Australian researchers have engineered one of the world’s smallest ever nanowires for the next generation of telecommunication technology, bringing them one step closer to the holy grail of optics – the creation of a ‘photonic chip’ which would lead to a faster, more sustainable internet.
This is a significant step towards the realisation of the photonic chip.
Nanowires have been widely studied and have gained a lot of interest in the past decade. Because of their high refractive index and high nonlinearity, chalcogenide glasses (ChGs) are a good candidate for the fabrication of photonic nanowires as such nanowaveguides provide the maximal confinement of light, enabling large enhancement of nonlinear interactions and group-velocity dispersion engineering. Here we report on the generation of λ/12 (68 nm) nanowires based on the theoretical and experimental study of the influence of the laser repetition rate on the direct laser fabrication in ChGs (λ = 800 nm). Through a numerical model of cumulative heating, the optimum conditions for high-resolution fabrication in As2S3 are found. Nanowires with dimensions down to λ/12 are for the first time successfully fabricated in ChGs. We show that the generated nanowires can be stacked to form a three-dimensional woodpile photonic crystal with a pronounced stop gap
The realisation of a photonic chip will rely on a range of factors, including the fabrication of extremely small materials and the researchers’ ability to harness a unique optical property known as the ‘non-linear effect’.
This is where the Australian team’s tiny new nanowires come into play.
“In order to make the chip small, every component needs to be extremely small,” Nicoletti said. “So we always try to push it that bit further to make our nanostructures as tiny as possible.”
Up until now, researchers have only been able to make nanowires of this size in polymers, which don’t have the same unique characteristics as chalcogenide glass.
Chalcogenide exhibits non-linearity, which means its optical density changes according to the applied light intensity.

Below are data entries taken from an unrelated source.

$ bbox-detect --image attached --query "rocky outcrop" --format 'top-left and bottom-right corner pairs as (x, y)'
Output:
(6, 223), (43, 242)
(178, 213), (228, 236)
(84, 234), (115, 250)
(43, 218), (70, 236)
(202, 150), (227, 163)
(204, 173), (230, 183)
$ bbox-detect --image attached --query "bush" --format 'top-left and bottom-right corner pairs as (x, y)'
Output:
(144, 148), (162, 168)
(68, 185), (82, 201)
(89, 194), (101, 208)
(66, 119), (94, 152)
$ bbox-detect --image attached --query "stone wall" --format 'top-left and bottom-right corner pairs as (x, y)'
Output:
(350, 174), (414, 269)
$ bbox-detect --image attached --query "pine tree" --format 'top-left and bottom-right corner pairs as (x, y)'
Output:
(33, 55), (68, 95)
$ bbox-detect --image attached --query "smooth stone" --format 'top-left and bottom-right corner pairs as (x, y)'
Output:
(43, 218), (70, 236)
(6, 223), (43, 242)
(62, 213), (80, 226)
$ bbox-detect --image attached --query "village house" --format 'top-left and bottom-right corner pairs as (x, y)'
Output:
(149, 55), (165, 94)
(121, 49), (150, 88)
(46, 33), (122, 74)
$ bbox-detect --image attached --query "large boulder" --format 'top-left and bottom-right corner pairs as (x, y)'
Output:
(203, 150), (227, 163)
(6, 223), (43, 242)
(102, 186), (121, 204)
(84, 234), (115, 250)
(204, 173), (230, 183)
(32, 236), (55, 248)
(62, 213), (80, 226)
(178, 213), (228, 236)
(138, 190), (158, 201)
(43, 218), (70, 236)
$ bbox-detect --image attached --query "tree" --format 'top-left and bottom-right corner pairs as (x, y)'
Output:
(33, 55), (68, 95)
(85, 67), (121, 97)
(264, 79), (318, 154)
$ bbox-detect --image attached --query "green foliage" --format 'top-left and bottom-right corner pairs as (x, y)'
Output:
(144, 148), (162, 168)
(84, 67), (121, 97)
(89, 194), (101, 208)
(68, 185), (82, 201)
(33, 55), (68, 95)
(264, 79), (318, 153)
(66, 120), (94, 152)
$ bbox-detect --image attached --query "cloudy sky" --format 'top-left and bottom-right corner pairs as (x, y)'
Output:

“If you pump high density light into an optic fibre made of non-linear material, you can actually change its properties, and therefore change the way other light moves along it,” Nicoletti said
It is this combination of tiny materials and non-linearity, which has brought the researchers one step closer to their ultimate goal.
According to Professor Min Gu, who is Director of Swinburne’s Centre for Micro-Photonics and leading the Swinburne arm of CUDOS, the group’s success will not only create a much faster internet, it will also lead to a more sustainable one.
“Not many people realise this, but the internet is a major energy consumer. It’s projected that in the next decade it will count for half of the world’s energy use,” he said. “So making it more efficient will make a huge difference to our carbon footprint.”